VTT, hockey sur glace, athlétisme, judo...: le natif du Céret (sud-ouest), qui a grandi avec ses frères Simon et Brice dans le village de La Llagonne (son père Marcel en est l'actuel maire) dans les Pyrénées, a tout essayé avant de suivre les traces du grand frère, couronné chez les juniors.
"Cette enfance m'a permis d'aimer la nature et de tisser des liens privilégiés avec mes frères", assure Martin qui a suivi Simon en s'exilant à 15 ans dans les Alpes. Mais, lassé des heures de bus entre l'Isère (sud-est) et les Pyrénées et en manque de famille et amis, l'adolescent a fait marche arrière.
La deuxième tentative en 2005, dans le Jura (est) cette fois, fut la bonne. "J'ai tout fait pour montrer que j'en étais capable, même si mes parents ne m'ont jamais poussé", se souvient-il, trouvant un équilibre avec l'encadrement de l'équipe de France qui a vite repéré ses capacités physiques "hors normes" et sa vitesse sur les skis.
"Il faisait des trucs comme je n'en avais jamais vu chez des jeunes. Je savais qu'on tenait un tout bon. De là à dire qu'il aurait ce palmarès à 24 ans...", se délecte encore le coach Stéphane Bouthiaux qui a vu arriver l'adolescent freluquet en 2006 dans le pôle France.
"On a fait un gros travail de développement musculaire. Et si son niveau n'était pas bon au tir, tout a changé quand il s'est vraiment décidé pour le biathlon, car le potentiel était là", explique l'entraineur.
Le Catalan est un homme de défis
S'il a appris la rigueur auprès de son frère, le Catalan a gardé une espèce de nonchalance que lui préfère qualifier d'insouciance. Le biathlon, il aime ça. "Mais ce n'est pas toute ma vie.
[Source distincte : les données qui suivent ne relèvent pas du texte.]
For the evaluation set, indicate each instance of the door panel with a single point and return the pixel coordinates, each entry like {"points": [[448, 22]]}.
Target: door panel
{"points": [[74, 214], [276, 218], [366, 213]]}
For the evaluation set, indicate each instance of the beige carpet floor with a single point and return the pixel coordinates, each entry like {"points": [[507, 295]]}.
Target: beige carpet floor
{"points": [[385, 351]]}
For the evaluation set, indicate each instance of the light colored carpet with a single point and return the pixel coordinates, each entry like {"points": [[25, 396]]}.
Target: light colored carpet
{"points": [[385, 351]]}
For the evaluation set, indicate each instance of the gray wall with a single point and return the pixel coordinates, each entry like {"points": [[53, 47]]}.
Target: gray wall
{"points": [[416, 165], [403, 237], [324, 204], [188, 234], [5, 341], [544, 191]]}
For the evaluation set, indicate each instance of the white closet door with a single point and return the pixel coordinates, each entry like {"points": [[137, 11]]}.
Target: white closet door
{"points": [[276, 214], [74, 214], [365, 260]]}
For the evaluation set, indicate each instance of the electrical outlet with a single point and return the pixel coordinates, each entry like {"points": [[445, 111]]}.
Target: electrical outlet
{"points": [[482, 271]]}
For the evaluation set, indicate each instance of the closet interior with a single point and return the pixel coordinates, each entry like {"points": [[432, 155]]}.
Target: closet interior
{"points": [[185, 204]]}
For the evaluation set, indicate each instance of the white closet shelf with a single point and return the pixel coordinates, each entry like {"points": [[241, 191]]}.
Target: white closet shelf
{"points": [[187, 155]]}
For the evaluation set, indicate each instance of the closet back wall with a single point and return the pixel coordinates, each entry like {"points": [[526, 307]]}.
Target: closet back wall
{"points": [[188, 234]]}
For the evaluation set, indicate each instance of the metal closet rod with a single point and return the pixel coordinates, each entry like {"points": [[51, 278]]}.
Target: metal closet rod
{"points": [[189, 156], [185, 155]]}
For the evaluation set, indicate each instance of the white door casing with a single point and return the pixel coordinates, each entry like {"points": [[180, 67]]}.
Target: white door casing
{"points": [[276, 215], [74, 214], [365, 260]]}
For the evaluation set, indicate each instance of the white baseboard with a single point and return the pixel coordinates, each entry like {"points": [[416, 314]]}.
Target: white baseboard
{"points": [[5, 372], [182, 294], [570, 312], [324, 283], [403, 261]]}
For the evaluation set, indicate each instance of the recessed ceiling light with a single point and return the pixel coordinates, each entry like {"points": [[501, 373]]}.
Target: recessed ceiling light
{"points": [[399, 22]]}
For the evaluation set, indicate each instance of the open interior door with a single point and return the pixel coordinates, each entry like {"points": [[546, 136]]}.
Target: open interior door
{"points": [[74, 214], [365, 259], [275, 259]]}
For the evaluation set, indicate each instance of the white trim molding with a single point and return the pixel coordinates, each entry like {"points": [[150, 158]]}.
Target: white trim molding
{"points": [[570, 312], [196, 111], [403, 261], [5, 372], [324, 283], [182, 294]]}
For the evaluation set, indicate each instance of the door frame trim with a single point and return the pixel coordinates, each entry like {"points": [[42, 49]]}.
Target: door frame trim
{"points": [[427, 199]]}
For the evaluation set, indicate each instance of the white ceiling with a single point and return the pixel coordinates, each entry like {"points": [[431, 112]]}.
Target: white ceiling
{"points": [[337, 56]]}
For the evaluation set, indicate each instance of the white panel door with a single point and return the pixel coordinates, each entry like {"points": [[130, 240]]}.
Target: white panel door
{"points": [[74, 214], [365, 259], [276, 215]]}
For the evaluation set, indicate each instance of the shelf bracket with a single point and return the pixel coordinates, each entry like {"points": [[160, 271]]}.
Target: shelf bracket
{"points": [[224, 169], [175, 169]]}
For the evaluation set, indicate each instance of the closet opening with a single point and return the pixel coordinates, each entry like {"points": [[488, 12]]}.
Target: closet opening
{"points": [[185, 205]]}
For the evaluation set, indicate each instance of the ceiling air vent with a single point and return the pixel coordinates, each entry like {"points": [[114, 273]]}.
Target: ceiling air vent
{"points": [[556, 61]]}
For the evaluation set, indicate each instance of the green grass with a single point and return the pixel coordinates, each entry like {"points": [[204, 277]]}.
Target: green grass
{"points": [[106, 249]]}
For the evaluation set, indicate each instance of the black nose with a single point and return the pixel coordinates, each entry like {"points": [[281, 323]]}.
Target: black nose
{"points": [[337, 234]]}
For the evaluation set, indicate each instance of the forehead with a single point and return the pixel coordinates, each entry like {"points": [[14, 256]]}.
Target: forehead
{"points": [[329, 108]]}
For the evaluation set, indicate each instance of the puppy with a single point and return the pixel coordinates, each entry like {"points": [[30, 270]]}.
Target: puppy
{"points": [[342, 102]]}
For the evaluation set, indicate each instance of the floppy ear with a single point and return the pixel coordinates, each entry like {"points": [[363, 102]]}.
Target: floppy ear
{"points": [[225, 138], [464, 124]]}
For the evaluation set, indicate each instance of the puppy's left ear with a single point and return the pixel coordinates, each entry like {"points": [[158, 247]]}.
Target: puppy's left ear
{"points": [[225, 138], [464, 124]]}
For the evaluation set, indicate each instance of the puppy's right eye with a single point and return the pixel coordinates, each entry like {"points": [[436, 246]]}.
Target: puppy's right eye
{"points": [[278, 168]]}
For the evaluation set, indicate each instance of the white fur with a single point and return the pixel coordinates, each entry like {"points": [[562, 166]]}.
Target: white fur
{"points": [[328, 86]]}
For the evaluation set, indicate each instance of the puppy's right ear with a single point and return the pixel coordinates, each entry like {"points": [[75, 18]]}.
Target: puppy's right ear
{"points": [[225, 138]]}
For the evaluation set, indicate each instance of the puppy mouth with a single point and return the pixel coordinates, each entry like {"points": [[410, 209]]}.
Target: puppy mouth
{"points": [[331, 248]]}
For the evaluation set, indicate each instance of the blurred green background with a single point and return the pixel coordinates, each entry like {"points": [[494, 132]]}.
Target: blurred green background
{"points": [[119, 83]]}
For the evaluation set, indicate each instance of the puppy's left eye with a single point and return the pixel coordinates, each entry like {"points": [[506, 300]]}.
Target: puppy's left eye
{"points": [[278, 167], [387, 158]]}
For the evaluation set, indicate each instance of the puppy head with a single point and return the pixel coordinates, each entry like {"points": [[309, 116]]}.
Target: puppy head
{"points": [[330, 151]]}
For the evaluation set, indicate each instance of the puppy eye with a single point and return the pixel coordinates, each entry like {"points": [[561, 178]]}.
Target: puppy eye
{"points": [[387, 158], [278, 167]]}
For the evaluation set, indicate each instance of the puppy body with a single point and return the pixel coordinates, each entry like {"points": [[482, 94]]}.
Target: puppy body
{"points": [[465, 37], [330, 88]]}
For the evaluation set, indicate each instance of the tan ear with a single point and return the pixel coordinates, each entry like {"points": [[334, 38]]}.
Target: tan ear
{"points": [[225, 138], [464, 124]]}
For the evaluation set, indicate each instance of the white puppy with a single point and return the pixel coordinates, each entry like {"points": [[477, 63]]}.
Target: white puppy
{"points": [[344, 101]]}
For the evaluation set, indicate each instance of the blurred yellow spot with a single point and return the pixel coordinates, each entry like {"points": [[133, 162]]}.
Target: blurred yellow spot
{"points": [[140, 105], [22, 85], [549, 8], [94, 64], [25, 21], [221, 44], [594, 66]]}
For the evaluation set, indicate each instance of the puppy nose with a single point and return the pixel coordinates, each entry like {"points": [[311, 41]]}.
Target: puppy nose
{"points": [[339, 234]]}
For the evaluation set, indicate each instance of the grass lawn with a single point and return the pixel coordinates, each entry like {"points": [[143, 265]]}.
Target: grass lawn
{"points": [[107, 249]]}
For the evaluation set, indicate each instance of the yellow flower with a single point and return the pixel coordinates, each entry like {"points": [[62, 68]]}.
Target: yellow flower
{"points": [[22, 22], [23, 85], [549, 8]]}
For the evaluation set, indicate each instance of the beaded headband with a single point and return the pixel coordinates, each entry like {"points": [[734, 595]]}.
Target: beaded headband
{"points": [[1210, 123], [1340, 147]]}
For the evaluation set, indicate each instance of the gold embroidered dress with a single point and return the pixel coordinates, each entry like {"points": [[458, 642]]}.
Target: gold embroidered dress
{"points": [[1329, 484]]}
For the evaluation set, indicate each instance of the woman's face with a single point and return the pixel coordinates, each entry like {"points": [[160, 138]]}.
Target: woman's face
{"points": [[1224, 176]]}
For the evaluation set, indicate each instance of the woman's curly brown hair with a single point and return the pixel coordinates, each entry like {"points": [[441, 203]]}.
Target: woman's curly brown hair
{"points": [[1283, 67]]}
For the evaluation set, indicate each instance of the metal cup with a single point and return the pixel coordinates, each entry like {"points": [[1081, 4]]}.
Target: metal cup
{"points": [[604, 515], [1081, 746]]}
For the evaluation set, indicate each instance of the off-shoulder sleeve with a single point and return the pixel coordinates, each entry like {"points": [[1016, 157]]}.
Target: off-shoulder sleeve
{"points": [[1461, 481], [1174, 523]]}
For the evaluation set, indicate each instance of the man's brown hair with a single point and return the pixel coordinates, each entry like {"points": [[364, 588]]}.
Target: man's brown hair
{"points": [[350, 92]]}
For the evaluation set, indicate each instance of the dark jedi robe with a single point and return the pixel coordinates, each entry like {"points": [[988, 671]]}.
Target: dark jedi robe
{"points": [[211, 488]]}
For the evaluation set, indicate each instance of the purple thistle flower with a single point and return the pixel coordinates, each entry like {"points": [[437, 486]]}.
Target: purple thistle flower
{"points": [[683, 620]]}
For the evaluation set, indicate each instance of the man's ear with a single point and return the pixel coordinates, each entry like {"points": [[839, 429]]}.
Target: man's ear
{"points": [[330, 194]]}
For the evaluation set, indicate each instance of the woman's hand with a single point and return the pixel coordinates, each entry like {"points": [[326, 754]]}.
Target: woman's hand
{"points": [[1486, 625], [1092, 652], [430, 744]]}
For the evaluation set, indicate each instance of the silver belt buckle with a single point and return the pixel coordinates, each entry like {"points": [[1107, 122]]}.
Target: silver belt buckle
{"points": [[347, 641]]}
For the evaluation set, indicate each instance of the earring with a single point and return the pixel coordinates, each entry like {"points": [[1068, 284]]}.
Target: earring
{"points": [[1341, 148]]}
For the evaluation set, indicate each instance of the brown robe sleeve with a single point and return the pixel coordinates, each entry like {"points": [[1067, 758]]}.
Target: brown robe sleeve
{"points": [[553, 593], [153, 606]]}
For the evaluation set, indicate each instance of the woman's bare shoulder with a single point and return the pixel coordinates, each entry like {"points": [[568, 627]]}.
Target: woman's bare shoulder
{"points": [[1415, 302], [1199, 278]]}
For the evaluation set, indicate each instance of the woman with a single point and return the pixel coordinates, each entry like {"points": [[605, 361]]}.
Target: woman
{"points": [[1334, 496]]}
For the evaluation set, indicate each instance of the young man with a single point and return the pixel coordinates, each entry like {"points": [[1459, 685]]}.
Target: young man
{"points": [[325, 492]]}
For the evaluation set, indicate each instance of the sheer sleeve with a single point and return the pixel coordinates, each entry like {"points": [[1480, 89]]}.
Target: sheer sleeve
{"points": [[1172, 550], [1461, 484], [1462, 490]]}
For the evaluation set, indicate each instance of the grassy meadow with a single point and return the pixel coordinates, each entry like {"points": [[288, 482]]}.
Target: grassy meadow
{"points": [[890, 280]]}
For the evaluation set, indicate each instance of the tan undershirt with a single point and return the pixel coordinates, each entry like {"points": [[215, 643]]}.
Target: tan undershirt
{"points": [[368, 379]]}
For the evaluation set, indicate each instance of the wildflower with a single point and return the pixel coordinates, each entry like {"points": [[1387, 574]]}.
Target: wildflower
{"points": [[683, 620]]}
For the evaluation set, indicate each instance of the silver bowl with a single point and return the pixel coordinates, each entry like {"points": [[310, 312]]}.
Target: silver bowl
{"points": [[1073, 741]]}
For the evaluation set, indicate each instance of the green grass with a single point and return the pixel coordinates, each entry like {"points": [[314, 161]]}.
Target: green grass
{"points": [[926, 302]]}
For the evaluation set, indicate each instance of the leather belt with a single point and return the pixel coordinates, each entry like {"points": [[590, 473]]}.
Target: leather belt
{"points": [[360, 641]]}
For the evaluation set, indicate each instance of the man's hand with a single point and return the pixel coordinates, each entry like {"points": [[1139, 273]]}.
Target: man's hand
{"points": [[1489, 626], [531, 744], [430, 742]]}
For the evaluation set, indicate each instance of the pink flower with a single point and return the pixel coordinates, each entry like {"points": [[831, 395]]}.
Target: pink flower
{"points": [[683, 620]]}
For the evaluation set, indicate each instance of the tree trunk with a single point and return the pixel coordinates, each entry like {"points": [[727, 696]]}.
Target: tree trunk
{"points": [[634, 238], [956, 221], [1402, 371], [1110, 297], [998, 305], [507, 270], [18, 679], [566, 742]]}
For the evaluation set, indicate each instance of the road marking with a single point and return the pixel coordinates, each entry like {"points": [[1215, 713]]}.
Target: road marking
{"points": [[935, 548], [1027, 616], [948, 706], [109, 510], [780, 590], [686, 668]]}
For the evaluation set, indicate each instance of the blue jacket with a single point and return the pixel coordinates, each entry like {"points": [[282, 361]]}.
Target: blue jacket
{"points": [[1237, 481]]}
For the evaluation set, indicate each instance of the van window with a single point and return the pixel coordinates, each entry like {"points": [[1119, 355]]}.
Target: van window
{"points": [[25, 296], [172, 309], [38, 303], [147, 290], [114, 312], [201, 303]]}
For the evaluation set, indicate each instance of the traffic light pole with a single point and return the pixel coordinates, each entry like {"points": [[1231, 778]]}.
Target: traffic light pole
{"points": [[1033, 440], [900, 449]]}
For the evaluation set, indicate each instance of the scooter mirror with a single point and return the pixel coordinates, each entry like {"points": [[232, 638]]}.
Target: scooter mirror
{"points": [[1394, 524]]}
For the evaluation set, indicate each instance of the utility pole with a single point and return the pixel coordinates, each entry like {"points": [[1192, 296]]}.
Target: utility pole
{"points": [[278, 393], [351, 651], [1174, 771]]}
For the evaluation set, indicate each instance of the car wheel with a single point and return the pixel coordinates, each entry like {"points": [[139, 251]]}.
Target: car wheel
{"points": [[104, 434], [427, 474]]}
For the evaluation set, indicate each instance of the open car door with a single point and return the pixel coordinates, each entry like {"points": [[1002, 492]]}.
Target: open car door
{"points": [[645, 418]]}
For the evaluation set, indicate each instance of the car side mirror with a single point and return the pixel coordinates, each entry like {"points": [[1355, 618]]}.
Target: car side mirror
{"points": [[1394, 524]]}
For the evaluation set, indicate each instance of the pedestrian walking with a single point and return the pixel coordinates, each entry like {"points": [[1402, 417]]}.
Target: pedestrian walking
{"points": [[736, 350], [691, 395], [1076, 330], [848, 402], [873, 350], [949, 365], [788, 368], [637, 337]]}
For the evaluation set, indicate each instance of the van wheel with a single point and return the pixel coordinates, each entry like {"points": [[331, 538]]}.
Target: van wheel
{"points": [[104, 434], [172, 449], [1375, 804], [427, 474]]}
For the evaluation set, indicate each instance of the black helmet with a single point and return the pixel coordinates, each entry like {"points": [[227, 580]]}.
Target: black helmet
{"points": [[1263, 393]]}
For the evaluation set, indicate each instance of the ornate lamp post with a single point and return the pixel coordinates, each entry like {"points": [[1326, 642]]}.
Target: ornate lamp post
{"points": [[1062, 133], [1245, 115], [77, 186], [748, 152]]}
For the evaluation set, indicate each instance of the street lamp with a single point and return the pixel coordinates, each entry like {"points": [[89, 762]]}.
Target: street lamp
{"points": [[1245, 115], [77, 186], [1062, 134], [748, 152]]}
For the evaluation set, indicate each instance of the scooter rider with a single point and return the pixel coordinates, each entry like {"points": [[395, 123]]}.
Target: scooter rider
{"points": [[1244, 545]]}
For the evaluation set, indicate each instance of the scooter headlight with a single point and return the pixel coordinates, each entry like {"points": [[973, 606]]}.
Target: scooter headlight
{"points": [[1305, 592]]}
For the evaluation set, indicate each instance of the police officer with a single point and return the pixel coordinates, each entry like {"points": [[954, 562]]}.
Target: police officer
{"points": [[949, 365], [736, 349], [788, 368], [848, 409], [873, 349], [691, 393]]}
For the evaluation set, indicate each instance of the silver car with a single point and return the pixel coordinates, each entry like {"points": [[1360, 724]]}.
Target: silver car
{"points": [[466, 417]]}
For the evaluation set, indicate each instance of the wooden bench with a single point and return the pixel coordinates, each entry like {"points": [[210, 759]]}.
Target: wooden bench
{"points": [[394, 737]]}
Il faut prendre ça comme un jeu", aime à répéter cet excellent communicant, qui rêvait après le Bac de devenir journaliste.
"On a l'impression que le stress et l'importance de l'enjeu, ça lui glisse dessus", estime Bouthiaux, toujours émerveillé par ces qualités qui ont permis au champion de totaliser, à 24 ans seulement, 5 titres mondiaux pour un total de 12 médailles après le quintuplé à l'édition 2013 le mois dernier en Moravie (Rép.tchèque).
"Il y a dix ans, il ne serait pas descendu du podium, affirme le coach. Je n'aime pas comparer avec le passé mais, avec sa puissance, je pense que c'est le meilleur de tous les temps, avec Svendsen", son grand rival norvégien, quadruple champion du monde 2013.
Il peut dès cette saison faire une razzia sur les globes de la Coupe du monde, un Grand Chelem seulement réussi par son compatriote Raphaël Poirée (2004). Mais il n'aura jamais le palmarès d'Ole Einar Bjoerndalen car il ne se voit pas courir jusqu'à 40 ans comme le légendaire norvégien (11 médailles olympiques, dont six en or, 18 titres mondiaux).
Parce que Martin a d'autres projets dans la vie. Qu'il aime les nouveaux défis comme cette aventure en ski de fond, avortée pour les Mondiaux-2013 mais toujours en tête pour les JO de Sotchi.
Mais 2014 sera surtout l'année de la conquête de l'or olympique de biathlon qui manque au tableau de chasse du médaillé d'argent de Vancouver. Avant peut-être de s'offrir une parenthèse en Norvège avec sa compagne.